Sunday, November 22, 2009

Her Fearful Symmetry by Audry Niffinegger

This book reads like a cross between the author’s first two books The_Time_Traveller’s_Wife and The_Three_Incestuous_Sisters. This is a story about two sets of twins-Elspeth and Edwina Noblin and Julia and Valentina Poole. Elspeth and Edwina are identical twins. Julia and Valentina (Edwina’s daughters) are symmetrical twins.

Elspeth and Edwina are estranged. When Elspeth dies of cancer, she leaves all her earthly possessions to Edwina’s daughters Julia and Valentina on the conditions that they live in her flat in London for a year and never admit their parents to it. The girls accept and move from their parents’ house in Illinois to the flat in London. A few months after the move, it becomes apparent to them and their neighbor (and Elspeth’s lover) Robert, that Elspeth is haunting the apartment.

I suggested in the first paragraph that this book was a cross between Niffenegger’s first two books. There are certain similarities between this book and The_Time_Traveller’s_Wife. In both stories the female lead is beautiful and rich and creative. Both stories are love stories and in both cases the male lead has a cool-but-quirky job. Henry is a librarian who works with rare books and Robert is a grad student studying (and volunteering at) Highgate Cemetery. Both stories have an element of the supernatural. And of course, both books involve older men and younger women.

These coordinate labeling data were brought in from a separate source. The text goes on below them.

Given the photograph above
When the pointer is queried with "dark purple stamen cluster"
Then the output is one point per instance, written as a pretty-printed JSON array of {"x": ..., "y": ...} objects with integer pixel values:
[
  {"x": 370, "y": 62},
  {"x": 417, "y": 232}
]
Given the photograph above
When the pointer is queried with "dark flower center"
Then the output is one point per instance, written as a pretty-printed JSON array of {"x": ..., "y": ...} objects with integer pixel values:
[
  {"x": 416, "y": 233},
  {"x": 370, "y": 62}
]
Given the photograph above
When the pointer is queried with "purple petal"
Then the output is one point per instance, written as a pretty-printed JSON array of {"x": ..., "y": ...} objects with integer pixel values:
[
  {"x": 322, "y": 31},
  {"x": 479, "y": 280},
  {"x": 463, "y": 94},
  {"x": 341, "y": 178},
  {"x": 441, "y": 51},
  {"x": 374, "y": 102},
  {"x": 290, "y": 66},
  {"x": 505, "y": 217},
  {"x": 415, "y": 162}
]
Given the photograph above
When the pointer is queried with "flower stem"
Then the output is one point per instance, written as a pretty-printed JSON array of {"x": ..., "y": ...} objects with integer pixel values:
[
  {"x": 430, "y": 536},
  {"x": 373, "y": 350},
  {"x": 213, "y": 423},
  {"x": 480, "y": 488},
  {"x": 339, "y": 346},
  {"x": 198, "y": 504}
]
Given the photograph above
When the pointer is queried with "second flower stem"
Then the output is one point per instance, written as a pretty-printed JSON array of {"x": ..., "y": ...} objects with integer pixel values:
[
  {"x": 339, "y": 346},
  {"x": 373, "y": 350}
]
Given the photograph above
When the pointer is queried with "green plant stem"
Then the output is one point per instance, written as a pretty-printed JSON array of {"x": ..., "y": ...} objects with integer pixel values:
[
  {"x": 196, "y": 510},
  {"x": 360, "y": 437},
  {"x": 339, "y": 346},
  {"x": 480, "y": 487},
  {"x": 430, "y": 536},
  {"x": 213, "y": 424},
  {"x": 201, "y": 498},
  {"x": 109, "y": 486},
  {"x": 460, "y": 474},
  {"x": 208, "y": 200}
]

The similarity between this book and The_Three_Incestuous_Sisters is that the relationship between Julia and Valentina, while not quite incestuous borders on being so. The two sleep in the same bed wrapped around each other and their relationship has to date, kept them from being seriously involved with anyone else because if one of the twins got a boyfriend (or even had sex) the other twin would be “left behind.”

A rule I learned in a creative writing class in high school is that for every one thing you tell the reader (“Valentina didn’t like the underground…She tried not to let Julia know that the Tube frightened her, but somehow Julia guessed.”) you must show the reader four other things through the characters’ actions. This book suffers from an excess of telling and not enough showing. This is partly because a good portion of the book takes place inside the characters heads. They state things to themselves (“If he met Valentina he would probably like her better. Everyone did.”) and we have to take their word for the truthfulness of these statements.

This book also suffers from a lack of sympathetic characters. Julia is holding her sister back by insisting that she not pursue an education or any interest. Martin has OCD, Robert displays a certain Humbert Humbertish creepiness. Elspeth is dead and not entirely benign and Valentina is willing to let her family (including her twin) think her to be dead in order to escape from her sister’s grasp.

The plot is interesting over all, although I feel that the first half or two thirds of the book is an introduction and some of the twists have a “I just pulled this out of my butt” feel to them.

I enjoy visiting the quirky worlds that Audrey Niffenegger creates-they’re full of artists and weirdos and people who genuinely love books. But the cast of characters in Her_Fearful_Symmetry is lacking in soul. I find it hard to believe that real people would do many of the things the characters do (particularly the two sets of twins). Perhaps that’s part of the point-maybe this book is a 400-page demonstration that Twins are Weird.

But perhaps I’m judging these characters too harshly. After all, most of the really weird/bad courses of action are taken by the twins when they’re in their early 20s. I don’t recall being over-burdened with good ideas myself at the age of 21.